Theft Protection Service Puts Users' Identities in Jeopardy

A service known to protect the identities of users is now realizing it might have made its users vulnerable to attack.

• By Sydny Shepard
• Jul 27, 2018

LifeLock's identity theft protection service suffered from a security flaw that made users' identities vulnerable to potential attackers. The even forced its parent company, Symantec, to pull part of its website down to fix the issue after it was notified by KrebsOnSecurity.

“It is a bit ironic that LifeLock is a security company focused on helping 4.5 million consumers protect their online identities," Pravin Kothari, CEO of CipherCloud said. "They need to be on top of cyber defense best practices. This poor set-up seems to have allowed anyone to harvest all of the LifeLock subscriber emails, potentially for a phishing campaign or worse."

According to Krebs, Atlanta-based security researcher Nathan Reese discovered the vulnerability when he received a newsletter from the service. Upon clicking "unsubscribe," a page that clearly showed his subscriber key popped up. That allowed Reese to write a script that sequences numbers, which was able to pull keys and their corresponding email addresses from the service.

“This is a poor programming practice, not a misconfiguration," Mounir Hahad, head of threat research at Juniper Networks said. "On a positive note, it’s good that only email addresses were leaked. These are still valuable, but not as valuable as if names were associated with them. Single email addresses with names, or even a few hundred, might not have much street value on the dark web, but a list of several million could fetch a few thousand dollars."

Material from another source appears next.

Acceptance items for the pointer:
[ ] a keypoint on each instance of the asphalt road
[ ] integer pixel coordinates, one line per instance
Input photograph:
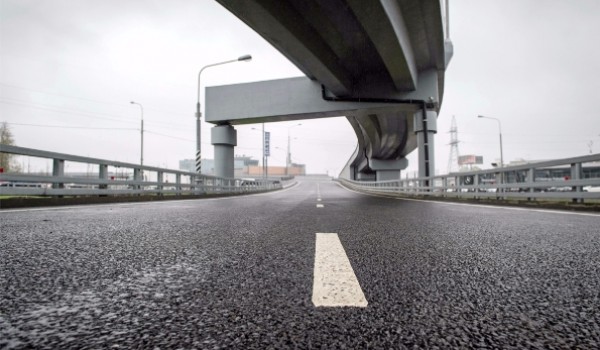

Hahad explains that the trouble begins when email address and subscriber IDs are cross referenced with the billions of previously leaked online accounts from other incidents, such as the Yahoo leak in 2013.

"From there, phishing campaigns can be very persuasive and may lead to people unknowingly handing out their passwords to scammers," Hahad said.

How could this have been avioided? Kothari says LifeLock should do what the financial industry does.

"They regularly hire white hat hackers to penetration test their network and external defenses," Kothari said. "This is exactly the sort of incorrect set-up and misconfiguration a reputable penetration tester would have likely discovered. It would have been quietly fixed by now - no harm, no foul. All of this hoopla over the huge potential exposure of LifeLock customer data was totally avoidable.”